Hash tables - jaredgorski.org

Hash tables

data structures

Hash tables work by mapping array indices to strings which can be used to index the array. Strings are converted to an array index via a Hashing algorithm. This hash function reliably converts the string to a number which can be used to index the array.

So, under the hood, hash tables (or hashmaps) are really just an array with a hashing function.

Efficiency

Because hash tables use arrays internally, their read time is constant (O(1) in Big O notation). Their write time is also constant, since the hash function takes care of indexing.

However, because hash tables must pre-allocate their internal arrays, they take up memory registers which may potentially go unused. They also may be overflown, in which case they need to be resized.

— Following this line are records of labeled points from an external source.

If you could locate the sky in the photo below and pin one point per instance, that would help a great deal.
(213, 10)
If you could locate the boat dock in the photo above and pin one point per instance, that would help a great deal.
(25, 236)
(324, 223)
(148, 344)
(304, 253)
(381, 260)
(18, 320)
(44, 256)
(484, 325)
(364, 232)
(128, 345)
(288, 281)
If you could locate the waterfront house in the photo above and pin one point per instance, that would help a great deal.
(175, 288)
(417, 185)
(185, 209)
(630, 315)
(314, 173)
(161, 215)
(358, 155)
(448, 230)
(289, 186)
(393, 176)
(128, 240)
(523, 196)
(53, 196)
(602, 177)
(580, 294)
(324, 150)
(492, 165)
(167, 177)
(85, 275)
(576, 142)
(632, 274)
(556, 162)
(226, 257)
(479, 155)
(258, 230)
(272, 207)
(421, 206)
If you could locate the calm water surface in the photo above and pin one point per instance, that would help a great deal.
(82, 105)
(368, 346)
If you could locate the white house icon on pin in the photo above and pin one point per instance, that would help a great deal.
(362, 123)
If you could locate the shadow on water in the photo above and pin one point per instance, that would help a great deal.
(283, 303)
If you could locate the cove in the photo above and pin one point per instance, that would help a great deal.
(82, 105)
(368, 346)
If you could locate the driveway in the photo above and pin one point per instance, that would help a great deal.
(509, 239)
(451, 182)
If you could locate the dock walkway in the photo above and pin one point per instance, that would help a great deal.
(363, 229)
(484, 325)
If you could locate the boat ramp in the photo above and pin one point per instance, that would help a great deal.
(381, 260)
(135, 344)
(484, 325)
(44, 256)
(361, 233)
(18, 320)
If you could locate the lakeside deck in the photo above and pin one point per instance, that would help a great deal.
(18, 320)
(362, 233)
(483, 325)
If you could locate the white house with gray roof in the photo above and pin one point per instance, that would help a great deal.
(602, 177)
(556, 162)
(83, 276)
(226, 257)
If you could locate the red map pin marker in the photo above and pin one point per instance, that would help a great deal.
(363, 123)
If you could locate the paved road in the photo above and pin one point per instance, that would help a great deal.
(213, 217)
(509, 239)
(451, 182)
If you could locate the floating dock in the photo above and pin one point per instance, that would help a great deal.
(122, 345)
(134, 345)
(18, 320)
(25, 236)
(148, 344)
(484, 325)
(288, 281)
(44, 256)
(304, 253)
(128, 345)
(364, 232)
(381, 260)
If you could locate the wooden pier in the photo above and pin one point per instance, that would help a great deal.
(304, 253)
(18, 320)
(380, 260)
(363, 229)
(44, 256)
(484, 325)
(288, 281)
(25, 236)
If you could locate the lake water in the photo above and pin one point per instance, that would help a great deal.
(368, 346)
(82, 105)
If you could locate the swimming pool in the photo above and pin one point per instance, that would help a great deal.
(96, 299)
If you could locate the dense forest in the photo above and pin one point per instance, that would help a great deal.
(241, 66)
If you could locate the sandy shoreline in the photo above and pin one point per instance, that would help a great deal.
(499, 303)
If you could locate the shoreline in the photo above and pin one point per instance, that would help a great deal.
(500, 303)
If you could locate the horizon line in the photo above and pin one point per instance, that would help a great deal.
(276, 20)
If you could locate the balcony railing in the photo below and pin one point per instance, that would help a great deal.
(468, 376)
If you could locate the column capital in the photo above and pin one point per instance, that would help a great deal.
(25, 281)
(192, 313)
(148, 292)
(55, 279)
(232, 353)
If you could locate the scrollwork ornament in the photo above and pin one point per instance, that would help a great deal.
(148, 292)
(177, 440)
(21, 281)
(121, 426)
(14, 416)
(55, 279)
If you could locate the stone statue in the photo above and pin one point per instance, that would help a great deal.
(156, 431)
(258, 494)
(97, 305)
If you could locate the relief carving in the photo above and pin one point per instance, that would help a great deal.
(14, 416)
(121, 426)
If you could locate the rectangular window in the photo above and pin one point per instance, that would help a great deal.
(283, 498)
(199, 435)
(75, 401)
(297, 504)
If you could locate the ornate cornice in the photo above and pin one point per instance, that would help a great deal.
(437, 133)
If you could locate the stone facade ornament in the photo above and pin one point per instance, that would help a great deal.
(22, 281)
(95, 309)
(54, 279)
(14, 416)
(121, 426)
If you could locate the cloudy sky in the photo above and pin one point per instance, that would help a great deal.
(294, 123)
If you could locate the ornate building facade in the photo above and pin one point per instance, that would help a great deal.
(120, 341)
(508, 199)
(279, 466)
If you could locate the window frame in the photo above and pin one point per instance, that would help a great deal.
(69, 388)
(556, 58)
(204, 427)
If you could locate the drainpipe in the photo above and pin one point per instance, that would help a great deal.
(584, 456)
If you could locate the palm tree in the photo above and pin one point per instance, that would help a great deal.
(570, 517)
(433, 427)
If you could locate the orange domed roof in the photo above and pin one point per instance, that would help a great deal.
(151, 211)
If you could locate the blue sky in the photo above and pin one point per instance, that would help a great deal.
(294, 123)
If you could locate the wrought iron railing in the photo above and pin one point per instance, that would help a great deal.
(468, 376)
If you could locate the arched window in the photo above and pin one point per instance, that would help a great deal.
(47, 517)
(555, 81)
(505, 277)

Mitigating hash collisions with linked lists

Because hashing algorithms aren’t perfectly reliable (there are collisions in any algorithm), hash tables often use linked lists at array indices which have collisions. This slows the read time of the hash table down however. Ideally, hash tables have the same read time as arrays: O(1), or constant time. However, as linked lists are introduced, the overall read time of the hash table veers toward O(n) (see Arrays vs. linked lists).

Resizing

When the array underlying a hash table becomes full, that array must be resized. This is commonly done by initiating a new array doubling the previous allocation size.

The steps are:

  1. allocate a new array with prev_length x 2
  2. use the hash function to re-insert items into the new array
  3. deallocate the old array

Even with resizing, hash tables are still constant time on average.